L’information est passée relativement inaperçue de ce côté ci de l’Atlantique nord. L’US Navy a qualifié son nouveau porte-avions pour les opérations aériennes après trois années de tests. Pour autant l’USS Gerald R. Ford devra patienter au moins jusqu’à l’été 2021 avant de mener sa première mission de guerre. Jusque là le Pentagone a d’autres objectifs pour lui.

C’est l’aboutissement d’un travail de longue haleine pour la marine des États-Unis. Le premier touch-and-go d’un avion sur l’USS Gerald R. Ford remonte à juillet 2017. Et en presque trois années il s’en est passé des choses. Il a fallu mettre au point la fameuse catapulte électromagnétique et aussi la valider au début de cette année. Ensuite de quoi il fallait qualifier le bâtiment à tous les aéronefs embarqués présents dans l’arsenal de l’US Navy. Tous sauf un : le Lightning II dans sa version Charlie. La marine américaine n’en possède pas encore assez pour cette tâche.
Pourtant à terme le porte-avions est appelé à opérer surtout avec cet avion furtif.

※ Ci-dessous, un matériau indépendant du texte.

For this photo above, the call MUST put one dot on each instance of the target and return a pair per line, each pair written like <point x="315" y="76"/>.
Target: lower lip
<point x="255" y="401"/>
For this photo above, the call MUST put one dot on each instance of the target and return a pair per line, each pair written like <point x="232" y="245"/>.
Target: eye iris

Magnifique livrée que celle de cet E-2D Advanced Hawkeye en opération sur l’USS Gerald R. Ford.

Navire numéro 1 du Carrier Strike Group 12 l’USS Gerald R. Ford embarquera dès lors les avions et hélicoptères du Carrier Air Wing 8 : les avions de combat Super Hornet des escadrons VFA-34 Blue Blasters, VFA-37 Bulls, VFA-97 Warhawks, et VFA-213 Black Lions, et Growler de l’escadron VAQ-131 Lancers. Ils seront soutenus par les avions de veille radar Advanced Hawkeye de l’escadron VAW-124 Bear Aces et les avions-cargos Greyhound de l’escadron VRC-40 Rawhides. Enfin les hélicoptères de combat naval Seahawk de l’escadron HSC-9 Tridents et les hélicoptères de soutien opérationnel Knighthawk de l’escadron HSM-70 Spartans.

Pure impression de puissance pour ce Super Hornet lancé depuis l’USS Gerald R. Ford !

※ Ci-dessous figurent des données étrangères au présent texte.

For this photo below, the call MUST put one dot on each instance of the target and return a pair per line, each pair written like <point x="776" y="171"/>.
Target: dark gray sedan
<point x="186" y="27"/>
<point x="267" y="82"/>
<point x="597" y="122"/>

Pour autant cela ne pourra pas avoir lieu avant au plus tôt juillet 2021. Car d’ici là l’USS Gerald R. Ford va jouer les salles de classes flottantes. Le porte-avions sera utilisé autant pour qualifier ses futurs pilotes que pour recevoir les stagiaires américains et étrangers, et notamment français, qui apprennent l’art du catapultage et de l’appontage sur Goshawk. D’ailleurs ce type d’avion-école a été récemment qualifier pour opérer avec la fameuse catapulte nouvelle génération du porte-avions.
Dans le même temps il manœuvrera avec l’USS Theodore Roosevelt et son groupe aéronaval. Cependant en raison des nouvelles règles sanitaires les échanges entre les aéronefs des deux bâtiments seront réduits au strict minimum.

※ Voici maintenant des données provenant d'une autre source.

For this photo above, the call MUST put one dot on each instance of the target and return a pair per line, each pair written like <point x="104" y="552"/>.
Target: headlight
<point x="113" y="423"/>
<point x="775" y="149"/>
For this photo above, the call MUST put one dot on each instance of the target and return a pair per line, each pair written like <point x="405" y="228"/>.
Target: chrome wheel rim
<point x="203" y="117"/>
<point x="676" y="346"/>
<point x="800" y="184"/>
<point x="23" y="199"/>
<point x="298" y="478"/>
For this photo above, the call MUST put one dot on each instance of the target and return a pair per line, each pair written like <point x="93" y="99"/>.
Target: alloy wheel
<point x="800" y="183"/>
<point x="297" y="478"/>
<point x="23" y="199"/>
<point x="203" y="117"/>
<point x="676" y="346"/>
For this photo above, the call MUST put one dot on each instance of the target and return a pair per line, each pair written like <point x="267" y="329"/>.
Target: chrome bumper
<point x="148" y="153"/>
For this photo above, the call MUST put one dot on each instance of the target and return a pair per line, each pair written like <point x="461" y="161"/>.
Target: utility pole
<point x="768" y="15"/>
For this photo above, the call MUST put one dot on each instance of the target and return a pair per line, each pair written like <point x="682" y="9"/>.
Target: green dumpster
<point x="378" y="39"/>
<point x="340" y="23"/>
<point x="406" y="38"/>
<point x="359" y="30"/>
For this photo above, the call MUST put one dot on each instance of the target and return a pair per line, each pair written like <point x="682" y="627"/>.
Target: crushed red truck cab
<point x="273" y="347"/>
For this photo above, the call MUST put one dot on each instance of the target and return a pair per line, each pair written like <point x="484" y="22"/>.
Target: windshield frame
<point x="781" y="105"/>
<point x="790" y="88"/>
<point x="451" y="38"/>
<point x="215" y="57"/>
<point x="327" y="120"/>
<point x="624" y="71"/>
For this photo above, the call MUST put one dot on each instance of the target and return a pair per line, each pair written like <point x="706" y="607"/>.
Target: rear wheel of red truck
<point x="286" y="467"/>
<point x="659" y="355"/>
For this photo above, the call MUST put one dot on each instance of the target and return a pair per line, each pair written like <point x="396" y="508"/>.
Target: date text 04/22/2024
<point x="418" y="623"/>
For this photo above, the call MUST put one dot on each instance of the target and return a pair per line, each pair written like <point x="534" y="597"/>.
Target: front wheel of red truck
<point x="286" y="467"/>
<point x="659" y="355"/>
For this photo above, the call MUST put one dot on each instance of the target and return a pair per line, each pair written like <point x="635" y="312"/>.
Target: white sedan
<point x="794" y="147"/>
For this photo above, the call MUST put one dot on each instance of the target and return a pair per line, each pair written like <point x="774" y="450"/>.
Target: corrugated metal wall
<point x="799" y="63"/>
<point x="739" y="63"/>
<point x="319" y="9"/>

Outre les personnels volants c’est l’équipage de conduite et de soutien du bâtiment qui va devoir s’entrainer. Actuellement celui-ci ne dépasse pas les 2700 femmes et hommes. En opérations de guerre il atteindra les 4540 personnes, équipage des aéronefs compris.
Surtout l’US Navy insiste sur le fait qu’un membre d’équipage de porte-avions de classe Ford doit désapprendre tout ce qu’il a appris à l’époque où il travaillait sur un porte-avions de classe Nimitz. Ce sont résolument deux classes de navires très différents.

On l’oublie souvent mais tel ce MH-60S Knighthawk les hélicos ont leur place sur un porte-avions.

À coup sûr les membres de l’équipage de ce géant des mers vont compter les jours qu’il leur reste avant de pouvoir se lancer dans leur première patrouille sur les océans du globe.